Dynamic caps in Jurkat T-cells activated by contact with superantigen-pulsed B-cells. Raji B-cells were pulsed with 1–2 μg/ml SEE toxin and were allowed to attach to polylysine-coated coverslips. E6.1 Jurkat T-cells expressing STIM1-CFP (red) and Orai-YFP (green) were added to the chamber and imaged with a spinning disk confocal system. The 0 time point corresponds to the first image in the series. Bar, 10 μm in all images. (A) Jurkat T-cell with prominent cap in contact with a B-cell.
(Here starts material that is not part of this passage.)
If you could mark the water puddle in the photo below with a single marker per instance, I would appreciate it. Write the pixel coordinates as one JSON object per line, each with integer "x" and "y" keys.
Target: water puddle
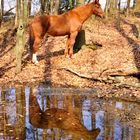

The B-cell (blue) has been visualized with CellTracker FarRed. (B) Jurkat T-cell in contact with a B-cell as the cap-like structure moves back to the contact site between the two cells. The B-cell was not stained. (C) Jurkat T-cell in contact with two B-cells as the cap forms oriented distal to the second B-cell. The B-cell channel is not shown. (D) Jurkat T-cell in contact with two B-cells with an accumulation of STIM1-CFP and Orai1-YFP between the two B-cells. The B-cells were not stained. (E) Jurkat T-cell in contact with two B-cells as the cap moves to the contact site with the second B-cell. The B-cell channel is not shown.